Я задремал, потом снова проснулся. Я не мог больше спать, и постепенно мои мысли вернулись к реальности. Что сейчас делает Мириам? Действительно спит? А Макс — он в самом деле импотент? Может ли хирургия разрушить вечные отношения между мужчиной и женщиной? Нет, это влечение существует даже среди тех, кто не в состоянии осознать его. Я верил, что Господь был романистом, который пишет то, что ему нравится, а весь мир вынужден читать Его, пытаясь разгадать, что Он имел в виду.
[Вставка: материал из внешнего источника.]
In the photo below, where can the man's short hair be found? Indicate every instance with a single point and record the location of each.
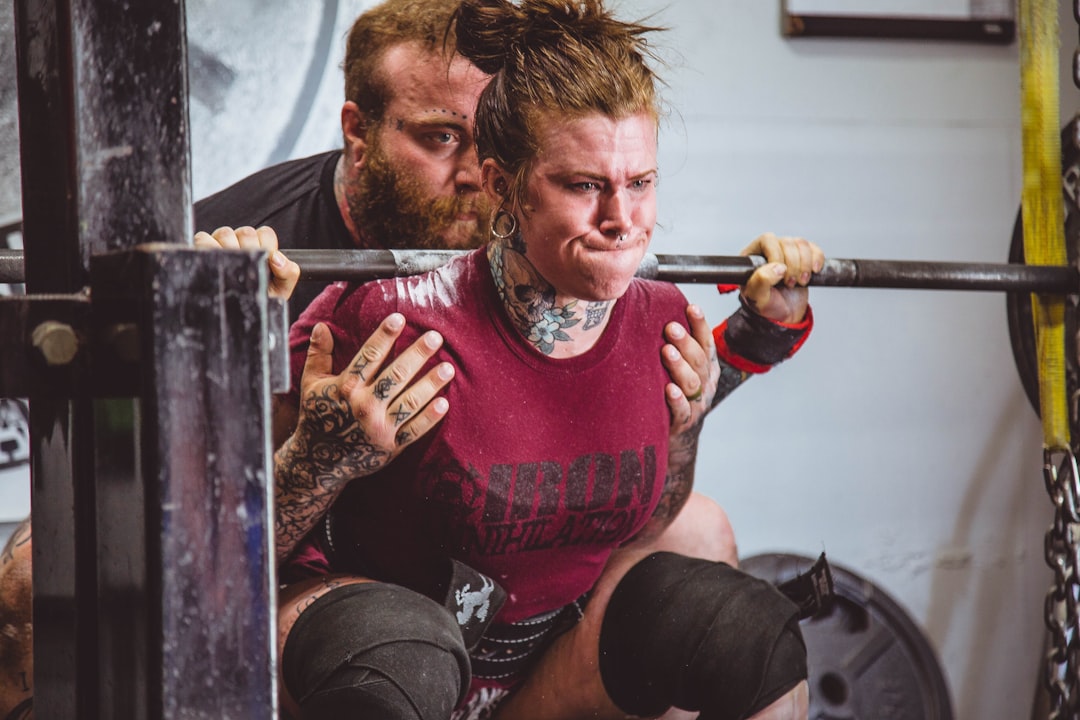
(383, 26)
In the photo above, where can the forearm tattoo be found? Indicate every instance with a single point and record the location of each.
(313, 465)
(678, 484)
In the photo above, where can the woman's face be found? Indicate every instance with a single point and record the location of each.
(591, 203)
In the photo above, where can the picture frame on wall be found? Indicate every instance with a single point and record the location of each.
(970, 21)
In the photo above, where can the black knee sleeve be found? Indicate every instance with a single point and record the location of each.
(700, 636)
(376, 651)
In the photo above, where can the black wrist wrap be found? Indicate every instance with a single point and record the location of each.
(758, 339)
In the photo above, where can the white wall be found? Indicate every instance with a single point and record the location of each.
(899, 440)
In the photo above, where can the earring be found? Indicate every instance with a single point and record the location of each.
(501, 219)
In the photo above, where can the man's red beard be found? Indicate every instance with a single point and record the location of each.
(390, 209)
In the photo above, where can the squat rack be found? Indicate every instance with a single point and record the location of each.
(153, 584)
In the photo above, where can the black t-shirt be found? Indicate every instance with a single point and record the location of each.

Следующий день был солнечным, но не жарким. Макс, Мириам и я завтракали, пока Диди быстро овладевал искусством хождения. Он спотыкался от одного стула к другому, порой бросая на нас взгляд и как будто спрашивая: «Видишь, что я делаю? Видишь, какой я молодец!» Когда он начинал плакать, Мириам подхватывала его, целовала и утешала:
— Ша, Диди, драгоценный мой. Со временем ты всему научишься. Ты станешь большим мальчиком, будешь играть в футбол, пробегать милю за одну минуту.
Макс посадил Диди на колено и подкидывал его вверх и вниз. Он разговаривал с ним на идише, по-английски, по-польски. Он говорил:
— Радуйся, Диди, что ты родился на земле Дяди Сэма, а не в России. Они обзывали бы тебя космополитом, саботажником, шовинистом и написали бы в твоем паспорте слово «еврей».
Диди хватал Макса за бороду и даже пытался засунуть ее в рот, чтобы попробовать на вкус.
Мириам услышала слова Макса и засмеялась.
— Пора идти на прогулку! — объявила она.
Мириам посадила Диди в коляску, и мы отправились в путь. Мы совершили длинную прогулку вокруг озера. Прохожие, большей частью пожилые пары, беженцы из Германии, провожали нас глазами. Мужчины неодобрительно посматривали на нас. Мы разговаривали на идише, но «восточно- еврейский» язык не годился для этих мест в Адирондаке. Это был язык отелей в Кэтскилле.[127]В коляске Диди лежала газета «Форвард», на нее смотрели с отвращением. Эти германские беженцы верили в ассимиляцию — их еврейское меньшинство должно было смешаться с большинством, а не обременять себя восточноевропейским Голус.[128] Из карманов пиджаков у этих мужчин торчали номера газеты «Ауфбау». Макс пробормотал:
— Чего они уставились, эти йеким?[129]Помогла им в Германии их ассимиляция, а?